Overview of the models used for CV in fastai

Computer Vision models zoo

The fastai library includes several pretrained models from torchvision, namely:

  • resnet18, resnet34, resnet50, resnet101, resnet152
  • squeezenet1_0, squeezenet1_1
  • densenet121, densenet169, densenet201, densenet161
  • vgg16_bn, vgg19_bn
  • alexnet

On top of the models offered by torchvision, fastai has implementations for the following models:

  • Darknet architecture, which is the base of Yolo v3
  • Unet architecture based on a pretrained model. The original unet is described here, the model implementation is detailed in models.unet
  • Wide resnets architectures, as introduced in this article

class Darknet[source][test]

Darknet(num_blocks:Collection[int], num_classes:int, nf=32) :: PrePostInitMeta :: Module

No tests found for Darknet. To contribute a test please refer to this guide and this discussion.

https://github.com/pjreddie/darknet

Create a Darknet with blocks of sizes given in num_blocks, ending with num_classes and using nf initial features.

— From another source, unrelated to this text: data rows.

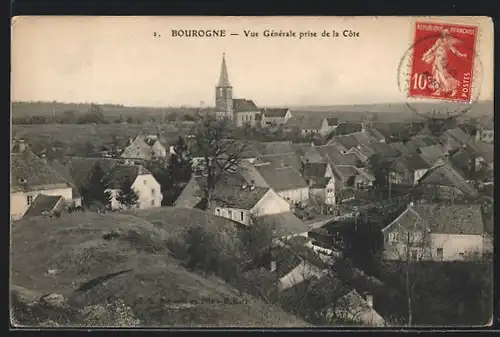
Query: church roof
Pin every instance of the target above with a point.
(224, 77)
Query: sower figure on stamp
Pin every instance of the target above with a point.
(442, 80)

Darknet53 uses num_blocks = [1,2,8,8,4].

class WideResNet[source][test]

WideResNet(num_groups:int, N:int, num_classes:int, k:int=1, drop_p:float=0.0, start_nf:int=16, n_in_channels:int=3) :: PrePostInitMeta :: Module

No tests found for WideResNet. To contribute a test please refer to this guide and this discussion.

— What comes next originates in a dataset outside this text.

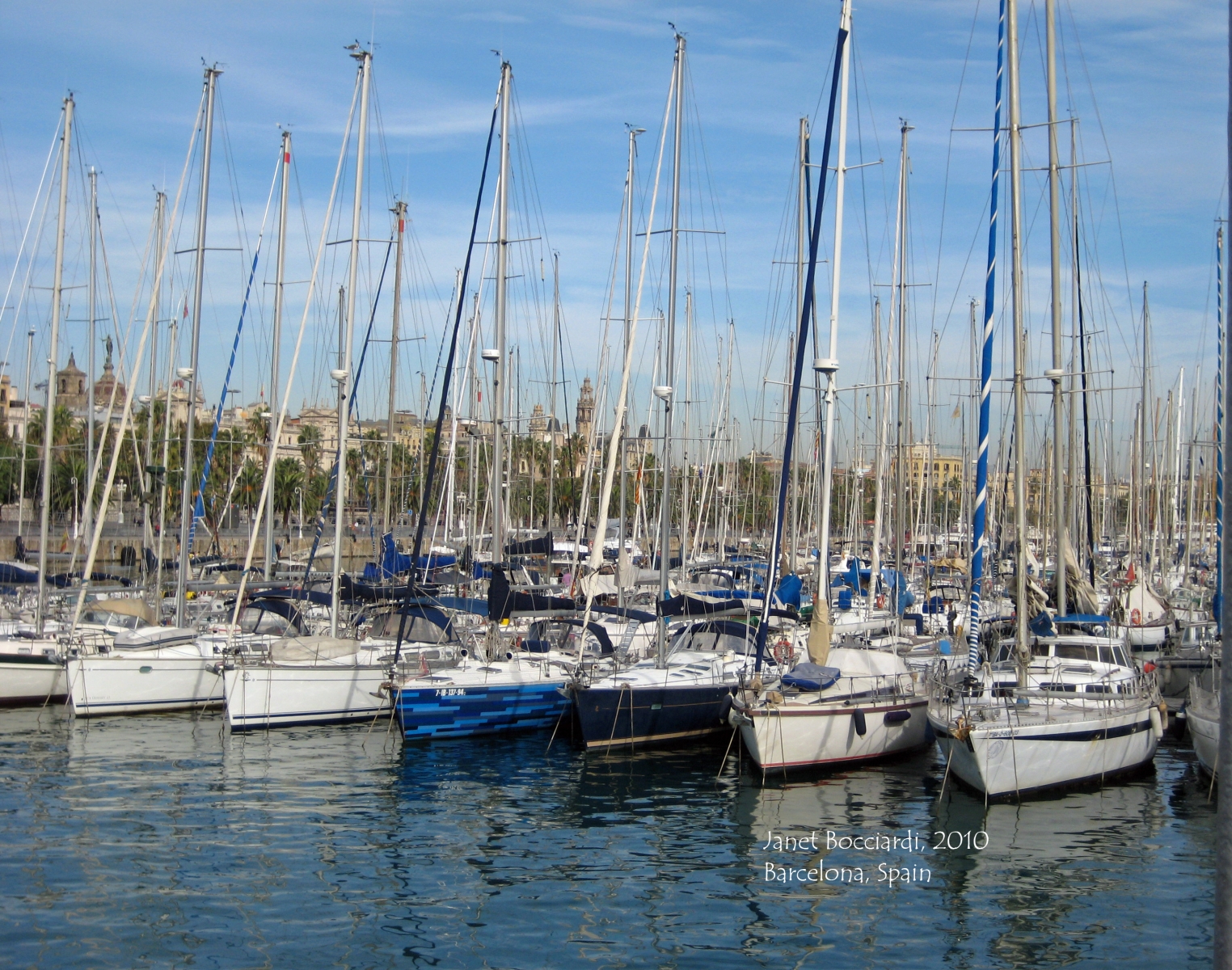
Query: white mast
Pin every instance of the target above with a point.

Wide ResNet with num_groups and a width of k.

Each group contains N blocks. start_nf the initial number of features. Dropout of drop_p is applied in between the two convolutions in each block. The expected input channel size is fixed at 3.

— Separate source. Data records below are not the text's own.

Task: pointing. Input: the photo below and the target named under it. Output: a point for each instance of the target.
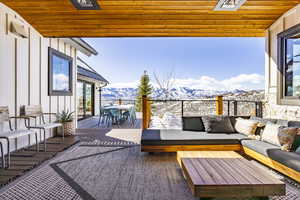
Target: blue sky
(194, 61)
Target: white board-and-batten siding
(24, 68)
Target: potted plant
(67, 120)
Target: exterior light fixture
(86, 4)
(229, 5)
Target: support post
(219, 105)
(182, 107)
(145, 112)
(235, 108)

Structure: initial convolution -> num_groups x N blocks -> final layers of regularization and pooling

The first block of each group joins a path containing 2 convolutions with filter size 3x3 (and various regularizations) with another path containing a single convolution with a filter size of 1x1. All other blocks in each group follow the more traditional res_block style, i.e., the input of the path with two convs is added to the output of that path.

In the first group the stride is 1 for all convolutions. In all subsequent groups the stride in the first convolution of the first block is 2 and then all following convolutions have a stride of 1. Padding is always 1.

wrn_22[source][test]

wrn_22()

No tests found for wrn_22. To contribute a test please refer to this guide and this discussion.

Wide ResNet with 22 layers.

This is a WideResNet with num_groups=3, N=3, k=6 and drop_p=0..